The next Patent-Term-Adjustment (PTA) challenge appears to be simmering.
The ordinary term of a patent is twenty-years from the original patent application filing date. The first several years of that term are generally worthless because they are spent prosecuting the application. The Patent Act provides for a patent term adjustment in cases where the patent prosecution process is unduly slow. With the current USPTO backlog, about 80% of issued patent receive some term adjustment. The average PTA for recently issued patents is just shy of two years. Thus, any discussion of the US twenty-year patent term must consider the real impact of PTA. In Wyeth v. Kappos, 591 F.3d 1364 (Fed. Cir. 2010), the Federal Circuit held that the USPTO had been substantially under-calculating the PTO due to patentees. That change boosted the average calculated PTA by about six-months.
Now, a new PTA challenge appears to be brewing in relation the dramatic increase in the number of appeals to the Board of Patent Appeals & Interferences (BPAI). There is typically a fairly long delay between (1) the point that a patent applicant files a notice of appeal and (2) the point that the appeal is docketed at the BPAI. That delay is due to a lengthy briefing and review period. The patent examiner maintains control over the case during that entire briefing period. It turns out that the majority of appeals never actually reach the BPAI. Rather, the most common occurrence is that at some point during the briefing-period the patent examiner withdraws the appealed rejection and subsequently either issues (1) a notice of allowance or else (2) a new rejection.
The brewing patent term adjustment issue involves how to account for the prosecution delay when a patent applicant appeals a rejection that is later withdrawn prior to a BPAI decision . The delay from notice-to-appeal to withdrawal-of-rejection is often around eight months.
PTA calculations are somewhat complex. 35 U.S.C. 154(b)(1) divides the "patent term guarantee" into three parts: (A) adjustments for delayed USPTO office responses; (B) adjustments for application pendency of more than three years; and (C) adjustments for delays due to appeals, interferences, and secrecy orders. Each Part considers aspects of appeals to the BPAI: Part (A) accounts for any USPTO delay that is more than four-months in responding to "an appeal taken under section 134" or to a decision by the BPAI where allowable claims remain; Part (B) states that the three-year pendency guarantee does not include "any time consumed by appellate review by the Board of Patent Appeals and Interferences or by a Federal court;" while Part (C) accounts for time in appellate review, but only if "the patent was issued under a decision in the review reversing an adverse determination of patentability."
In recent papers, the USPTO petitions office has rejected any PTA for the situation discussed above – where the applicant files a notice of appeal and appeal brief but then the examiner withdraws the rejection, so long as the withdrawal occurs within four-months of the appeal brief filing date.

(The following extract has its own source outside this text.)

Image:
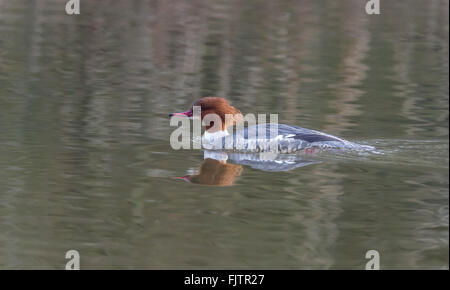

Running through the three-parts, the PTO argues that: Part (A) does not apply because the response to the appeal occurred within four months of the appeal brief. (37 U.S.C. §1.703 specifically interprets "appeal taken" to mean filing of the appeal brief rather than notice of appeal.) Part (B) does not apply because the USPTO interprets every day subsequent to the notice of appeal as being "consumed by appellate review." Finally, Part (C) does not apply because the board did not reach a decision.
Wrong Interpretation: The PTO's interpretation of the statute is not clearly right and is probably wrong because of the inconsistency in how the Office interprets the timing of BPAI review and because the current interpretation frustrates the "guarantees" provided in the statute. In particular, for Part (A) the USPTO states that an appeal is "taken" (and PTA counting-started) only after the applicant files the appeal brief while for Part (B) the USPTO states that time is being consumed by appellate review (and PTA counting-delayed) as soon as a notice of appeal is filed. The better interpretation is that "appellate review by the Board" for Part (B) does not begin until after the examiner answer. Certainly, until that point, the case-file remains under the examiner's control and not under review by the Board.